Il “garbuglio” scolastico del turco Ilker Çatak, un “pasticciaccio” che rimane insoluto, alla Carlo Emilio Gadda (lì un cadavere; qui il simbolico cadavere è la “cattiva” educazione degli adulti: preside, docenti, genitori lontani dalla verità e dalla vera comunicazione), è forse uno dei racconti più riusciti sul binomio “scuola-cinema” di area tedesca. (Ad un certo punto sulla lavagna ci sono disegni e scarabocchi che alludono a L’angelo azzurro di Josef Von Sternberg).

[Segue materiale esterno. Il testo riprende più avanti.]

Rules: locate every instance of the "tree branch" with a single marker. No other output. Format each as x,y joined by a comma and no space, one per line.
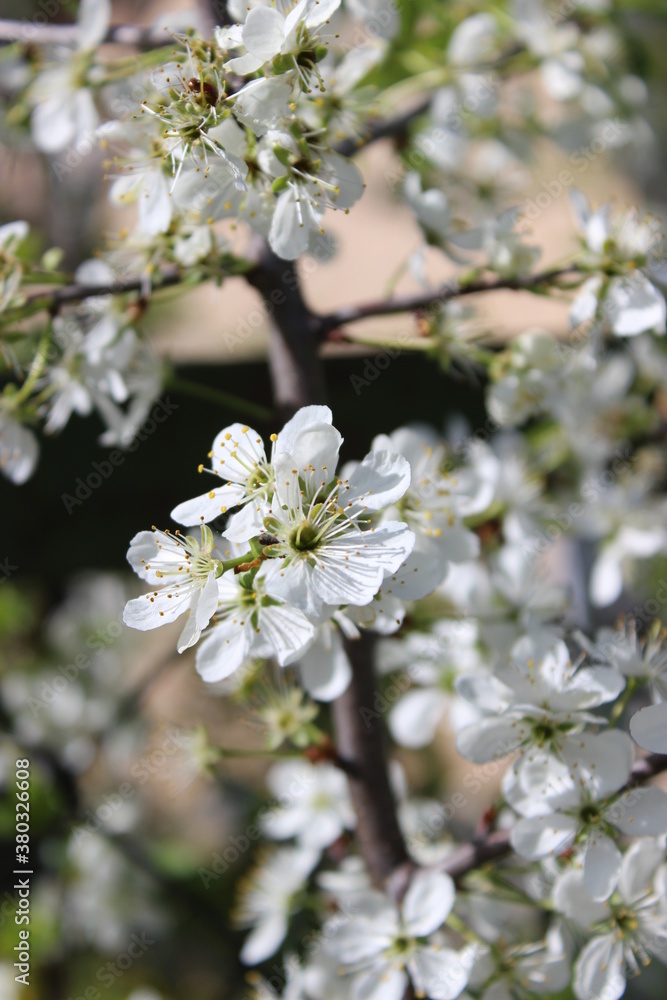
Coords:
452,290
497,844
298,379
389,128
361,744
296,371
61,295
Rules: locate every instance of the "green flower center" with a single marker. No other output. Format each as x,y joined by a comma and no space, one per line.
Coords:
305,537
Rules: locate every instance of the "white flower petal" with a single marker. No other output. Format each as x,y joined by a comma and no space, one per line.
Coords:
263,32
440,973
325,672
427,903
599,969
601,867
543,835
223,651
379,481
209,505
637,306
640,812
491,739
380,985
648,728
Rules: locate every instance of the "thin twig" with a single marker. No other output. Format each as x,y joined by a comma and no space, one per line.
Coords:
427,300
54,297
389,128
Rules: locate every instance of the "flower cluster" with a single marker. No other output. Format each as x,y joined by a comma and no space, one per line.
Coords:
304,549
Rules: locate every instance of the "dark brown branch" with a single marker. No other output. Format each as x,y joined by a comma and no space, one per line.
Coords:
497,844
298,379
390,128
361,743
452,290
297,374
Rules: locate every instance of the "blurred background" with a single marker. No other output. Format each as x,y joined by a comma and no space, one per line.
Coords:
128,815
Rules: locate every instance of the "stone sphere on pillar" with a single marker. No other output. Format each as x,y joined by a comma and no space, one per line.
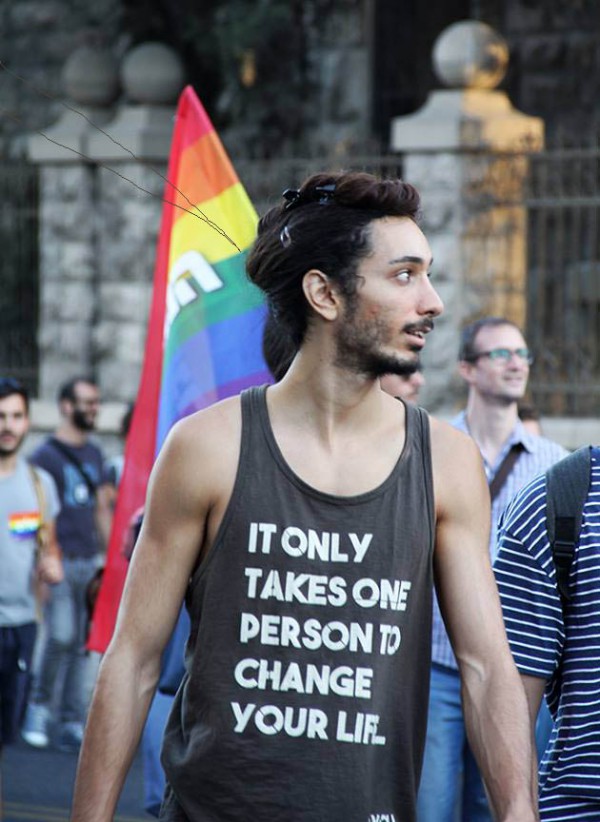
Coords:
90,76
469,54
152,73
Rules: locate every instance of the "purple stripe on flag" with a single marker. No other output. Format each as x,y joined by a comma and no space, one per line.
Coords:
201,369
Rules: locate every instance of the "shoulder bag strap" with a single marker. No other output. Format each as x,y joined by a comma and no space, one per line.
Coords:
567,485
41,500
505,468
66,452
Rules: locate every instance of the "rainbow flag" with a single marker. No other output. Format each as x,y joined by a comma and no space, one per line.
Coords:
205,326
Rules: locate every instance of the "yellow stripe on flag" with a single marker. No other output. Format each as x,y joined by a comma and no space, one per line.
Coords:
232,211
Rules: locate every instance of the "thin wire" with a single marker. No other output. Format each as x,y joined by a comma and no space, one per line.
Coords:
43,93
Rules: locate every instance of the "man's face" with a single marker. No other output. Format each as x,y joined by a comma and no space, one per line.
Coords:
84,410
501,380
383,326
14,424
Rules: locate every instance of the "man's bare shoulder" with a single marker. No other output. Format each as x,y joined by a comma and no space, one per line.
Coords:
446,439
208,439
457,463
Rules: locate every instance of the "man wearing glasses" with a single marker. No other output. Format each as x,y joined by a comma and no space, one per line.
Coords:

La scelta registica della camera incollata ai personaggi e in continuo movimento, con quei back-travelling a precedere le rapide camminate della Novak lungo i corridoi, ci rimanda al Laurent Cantet di La classe. Seppur non limato nella sceneggiatura (i ragazzi sono bravi nello spiegare l’eclissi secondo Talete, ma il giorno dopo confondono astrologia con astronomia) il film presenta il tema della disonestà educativa e intellettuale con estrema chiarezza. Sul piano della ricostruzione documentaria del sistema educativo tedesco non ci sfugge l’inesperienza della preside che chiede ai minori di svuotare il portafoglio e sentenziare sulla colpevolezza di un minore con grave sufficienza. Auguriamoci sia solo una variante creativa.